ベジェリン

葬送のフリーレンのベジェリンのレビュー・感想・評価

葬送のフリーレン(2023年製作のアニメ)
5.0
まだ途中だけどこのアニメ着想が非常に面白い。魔王討伐後の凱旋シーンから始まり、基本的にすべて哀愁というか郷愁みたいな、過去を思い出すシーンの連続だ。3年が1話の中で流れたかと思えば、またすぐ半年が流れ、またすぐ1年が流れる。これほどまでにタイムスパンが長く設定されているアニメはみたことがない。なおかつ80年前に魔王を討伐したパーティのひとりの魔法使い(エルフ)に視点を置くのも初めてのことだと思う。

キャラクターはみんな真剣なんだけど抜けている。人間性は少しずつ違うようでいて、結局はどのキャラもよく似ている。たぶん作者の人間性がこの感じなのだろう。達観すると人間の中にはかならず二面性が現れる。厳しいけどやさしい。真剣だけどふざけてる。悲観的だけど楽観的というふうに。

チート系の作品のようにも思えるけど、どこか社会の仕組みを外側から眺めているような冷めた感じもある。社会人類学者みたいな視点も感じるというか。

個人の知的好奇心を探求することにもっとも意味があると作者は感じているようだし(主人公のフリーレンが民間魔法集めそれ自体を人生の目的としている)、長すぎる人生の中でどのように楽しみを見出すかに焦点を当てているのは、今後より人間は長寿になり、人工知能の活用などでエルフみたいに人間の人生が時間を持て余すようになることを暗示しているようにも思える(考えすぎか)。

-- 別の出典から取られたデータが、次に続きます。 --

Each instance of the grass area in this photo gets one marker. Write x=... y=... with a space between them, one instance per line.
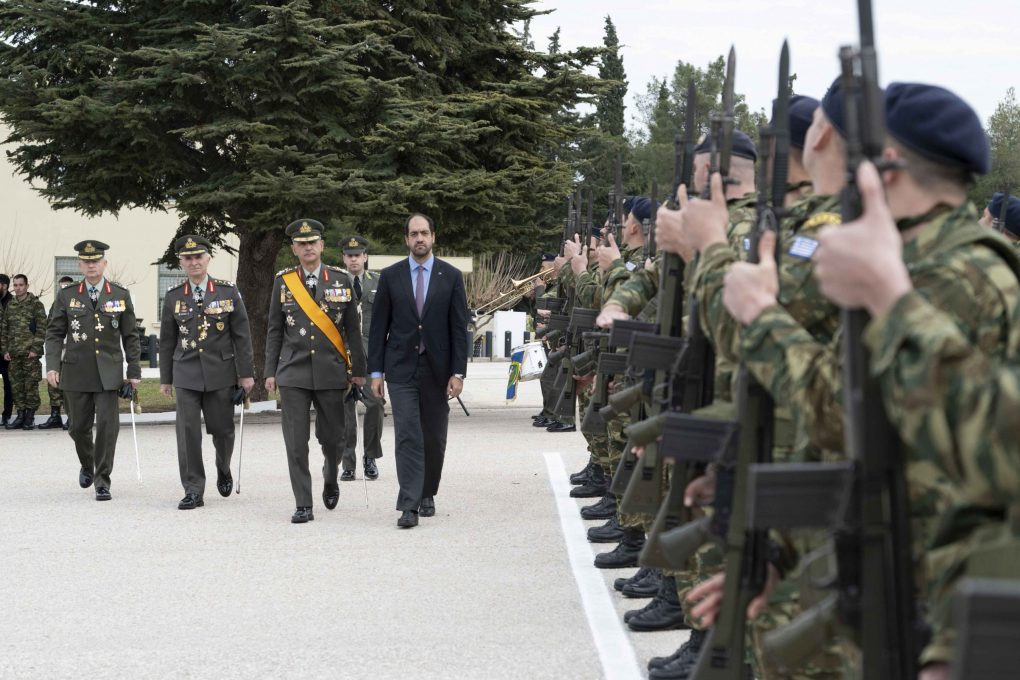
x=148 y=399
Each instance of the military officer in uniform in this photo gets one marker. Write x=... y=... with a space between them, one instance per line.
x=365 y=282
x=205 y=352
x=96 y=321
x=313 y=353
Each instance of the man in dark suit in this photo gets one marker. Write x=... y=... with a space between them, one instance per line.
x=418 y=345
x=205 y=352
x=365 y=283
x=313 y=353
x=91 y=333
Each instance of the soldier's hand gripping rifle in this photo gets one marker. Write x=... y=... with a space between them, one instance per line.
x=751 y=441
x=873 y=602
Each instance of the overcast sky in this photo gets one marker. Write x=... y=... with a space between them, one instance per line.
x=971 y=48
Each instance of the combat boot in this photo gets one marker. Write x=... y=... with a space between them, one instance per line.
x=644 y=587
x=680 y=662
x=54 y=420
x=596 y=485
x=624 y=555
x=610 y=532
x=602 y=510
x=582 y=476
x=667 y=616
x=17 y=423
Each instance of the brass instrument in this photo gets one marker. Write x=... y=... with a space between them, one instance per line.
x=518 y=289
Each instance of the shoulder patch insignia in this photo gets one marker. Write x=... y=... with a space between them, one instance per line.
x=822 y=218
x=803 y=248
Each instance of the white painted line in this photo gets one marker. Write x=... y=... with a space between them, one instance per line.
x=615 y=651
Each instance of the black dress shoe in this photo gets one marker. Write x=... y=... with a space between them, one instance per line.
x=561 y=427
x=224 y=483
x=191 y=502
x=302 y=515
x=408 y=519
x=371 y=470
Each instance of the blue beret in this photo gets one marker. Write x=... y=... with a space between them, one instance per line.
x=743 y=146
x=832 y=106
x=643 y=208
x=1012 y=212
x=802 y=112
x=937 y=124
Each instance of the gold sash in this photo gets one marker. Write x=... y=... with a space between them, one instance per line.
x=316 y=315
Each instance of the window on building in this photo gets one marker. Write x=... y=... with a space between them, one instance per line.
x=64 y=265
x=167 y=279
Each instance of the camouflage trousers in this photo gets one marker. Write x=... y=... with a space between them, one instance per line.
x=56 y=397
x=24 y=376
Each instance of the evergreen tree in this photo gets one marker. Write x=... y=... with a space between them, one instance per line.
x=1004 y=137
x=245 y=115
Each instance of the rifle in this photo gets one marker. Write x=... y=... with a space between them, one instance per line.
x=746 y=566
x=873 y=602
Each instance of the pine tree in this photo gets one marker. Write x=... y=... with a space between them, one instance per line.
x=243 y=116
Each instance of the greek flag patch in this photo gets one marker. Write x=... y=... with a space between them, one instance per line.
x=803 y=248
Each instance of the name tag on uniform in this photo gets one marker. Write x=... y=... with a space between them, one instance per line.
x=803 y=248
x=339 y=295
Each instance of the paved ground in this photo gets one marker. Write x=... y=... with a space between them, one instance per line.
x=136 y=588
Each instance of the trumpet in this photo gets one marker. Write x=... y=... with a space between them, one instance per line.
x=518 y=289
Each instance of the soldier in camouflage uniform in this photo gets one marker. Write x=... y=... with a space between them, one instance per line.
x=956 y=264
x=21 y=336
x=815 y=142
x=55 y=394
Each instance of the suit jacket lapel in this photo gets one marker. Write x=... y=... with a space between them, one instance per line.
x=435 y=280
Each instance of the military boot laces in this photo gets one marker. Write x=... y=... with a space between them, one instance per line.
x=686 y=655
x=625 y=555
x=602 y=510
x=610 y=532
x=667 y=616
x=682 y=665
x=645 y=587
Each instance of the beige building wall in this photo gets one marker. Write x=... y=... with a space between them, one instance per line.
x=33 y=237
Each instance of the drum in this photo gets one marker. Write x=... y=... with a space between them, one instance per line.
x=533 y=362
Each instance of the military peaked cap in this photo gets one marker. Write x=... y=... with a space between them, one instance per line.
x=91 y=250
x=191 y=244
x=302 y=230
x=937 y=124
x=354 y=246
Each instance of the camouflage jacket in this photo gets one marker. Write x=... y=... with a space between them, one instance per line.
x=23 y=327
x=953 y=270
x=799 y=296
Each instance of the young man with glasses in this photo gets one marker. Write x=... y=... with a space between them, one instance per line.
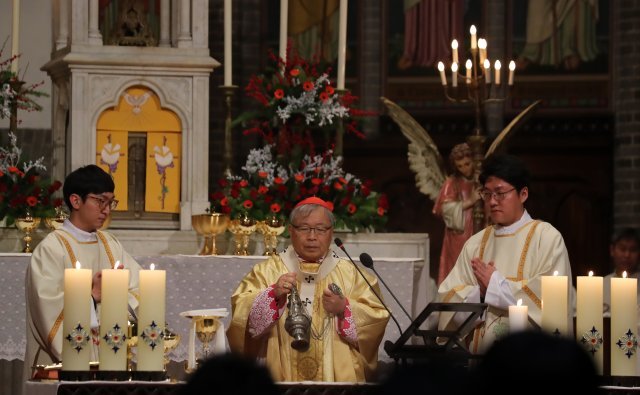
x=347 y=319
x=504 y=262
x=88 y=193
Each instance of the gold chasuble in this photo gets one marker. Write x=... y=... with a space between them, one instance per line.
x=535 y=249
x=44 y=287
x=329 y=357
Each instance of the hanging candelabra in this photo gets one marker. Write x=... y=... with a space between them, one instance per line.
x=481 y=84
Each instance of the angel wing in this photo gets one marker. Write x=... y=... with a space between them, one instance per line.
x=500 y=142
x=424 y=158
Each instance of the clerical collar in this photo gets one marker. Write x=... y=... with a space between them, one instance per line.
x=513 y=228
x=78 y=233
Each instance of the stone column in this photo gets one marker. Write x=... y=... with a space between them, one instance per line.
x=626 y=99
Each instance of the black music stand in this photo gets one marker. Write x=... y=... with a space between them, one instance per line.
x=437 y=344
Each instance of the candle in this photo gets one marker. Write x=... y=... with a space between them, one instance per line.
x=76 y=325
x=589 y=320
x=497 y=66
x=15 y=35
x=482 y=45
x=454 y=75
x=227 y=43
x=454 y=50
x=114 y=319
x=151 y=319
x=284 y=20
x=474 y=39
x=518 y=317
x=555 y=304
x=443 y=77
x=487 y=71
x=512 y=70
x=342 y=43
x=624 y=299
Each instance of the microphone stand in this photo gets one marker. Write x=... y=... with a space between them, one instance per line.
x=367 y=261
x=341 y=246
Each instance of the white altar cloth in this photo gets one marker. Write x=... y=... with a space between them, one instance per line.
x=201 y=282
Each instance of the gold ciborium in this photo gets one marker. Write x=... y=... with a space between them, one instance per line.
x=271 y=228
x=27 y=225
x=206 y=327
x=241 y=229
x=209 y=225
x=56 y=222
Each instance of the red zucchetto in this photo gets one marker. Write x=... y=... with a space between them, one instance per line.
x=317 y=201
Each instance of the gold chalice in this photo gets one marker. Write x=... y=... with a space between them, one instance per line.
x=209 y=225
x=241 y=229
x=206 y=327
x=27 y=224
x=271 y=228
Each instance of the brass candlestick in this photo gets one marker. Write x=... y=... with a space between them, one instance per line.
x=229 y=91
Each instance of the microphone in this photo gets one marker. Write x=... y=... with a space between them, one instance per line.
x=367 y=262
x=341 y=246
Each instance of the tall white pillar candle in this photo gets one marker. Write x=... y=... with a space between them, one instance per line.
x=589 y=321
x=227 y=43
x=76 y=325
x=518 y=317
x=342 y=43
x=624 y=333
x=555 y=294
x=114 y=319
x=15 y=35
x=151 y=319
x=284 y=20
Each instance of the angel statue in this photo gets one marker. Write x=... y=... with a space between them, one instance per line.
x=454 y=196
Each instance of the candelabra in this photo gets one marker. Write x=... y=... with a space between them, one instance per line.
x=480 y=89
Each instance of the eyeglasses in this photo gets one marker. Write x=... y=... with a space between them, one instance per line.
x=499 y=196
x=103 y=203
x=320 y=230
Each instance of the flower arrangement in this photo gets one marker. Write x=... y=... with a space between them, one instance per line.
x=271 y=188
x=22 y=188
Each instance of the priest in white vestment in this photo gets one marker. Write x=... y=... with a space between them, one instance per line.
x=347 y=321
x=88 y=192
x=505 y=261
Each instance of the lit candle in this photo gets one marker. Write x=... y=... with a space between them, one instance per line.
x=151 y=319
x=227 y=43
x=512 y=70
x=589 y=320
x=284 y=20
x=454 y=50
x=443 y=76
x=624 y=299
x=454 y=74
x=482 y=45
x=76 y=325
x=15 y=35
x=487 y=71
x=518 y=317
x=474 y=39
x=114 y=319
x=342 y=43
x=555 y=317
x=497 y=66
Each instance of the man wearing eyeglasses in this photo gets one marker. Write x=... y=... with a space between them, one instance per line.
x=88 y=193
x=347 y=320
x=504 y=262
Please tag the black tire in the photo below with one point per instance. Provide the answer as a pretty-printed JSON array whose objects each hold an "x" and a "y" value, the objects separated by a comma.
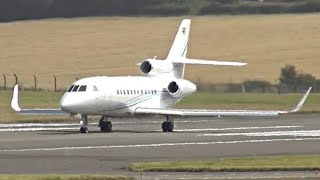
[
  {"x": 164, "y": 127},
  {"x": 105, "y": 126},
  {"x": 109, "y": 126},
  {"x": 84, "y": 130},
  {"x": 170, "y": 127}
]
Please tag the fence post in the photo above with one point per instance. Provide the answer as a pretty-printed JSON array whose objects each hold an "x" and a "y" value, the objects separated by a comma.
[
  {"x": 16, "y": 78},
  {"x": 55, "y": 83},
  {"x": 35, "y": 82},
  {"x": 4, "y": 81}
]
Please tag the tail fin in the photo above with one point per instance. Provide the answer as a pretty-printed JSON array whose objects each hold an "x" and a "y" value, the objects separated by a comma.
[
  {"x": 178, "y": 52},
  {"x": 179, "y": 47},
  {"x": 180, "y": 43}
]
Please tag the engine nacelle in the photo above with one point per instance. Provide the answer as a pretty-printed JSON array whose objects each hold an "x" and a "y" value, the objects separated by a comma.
[
  {"x": 181, "y": 88},
  {"x": 153, "y": 67}
]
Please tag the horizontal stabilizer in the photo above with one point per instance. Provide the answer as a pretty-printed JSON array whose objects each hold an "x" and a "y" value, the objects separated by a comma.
[
  {"x": 207, "y": 62},
  {"x": 217, "y": 112},
  {"x": 36, "y": 111}
]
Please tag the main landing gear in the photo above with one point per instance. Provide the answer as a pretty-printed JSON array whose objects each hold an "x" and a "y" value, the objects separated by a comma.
[
  {"x": 84, "y": 127},
  {"x": 105, "y": 125},
  {"x": 168, "y": 125}
]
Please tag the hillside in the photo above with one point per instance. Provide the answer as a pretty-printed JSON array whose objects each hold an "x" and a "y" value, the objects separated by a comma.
[{"x": 80, "y": 47}]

ともかくこの作品は過去にまったくなかったし、いまの時代の空気の反映で作られている気がしてならない。昔クロノ・トリガーというゲームで、強くてニューゲームというモードがあったけど、魔王を一回討伐したフリーレンにはそのような無敵の楽しみがあるような気もする。

単なるチートものは下品だが、この作品には絶えず彼女が過去から振り返り現代でひとと関わりながら謙虚に学ぶ姿勢があるので全然いやらしくない。知的に成熟して知的巨人になっている魔法使いが、過去の記憶の中に愛をみいだしつつ、目を開くとそこにまた教えるべき次世代がいるというのは、まるでアラフォー世代の教養ある管理職のようだ。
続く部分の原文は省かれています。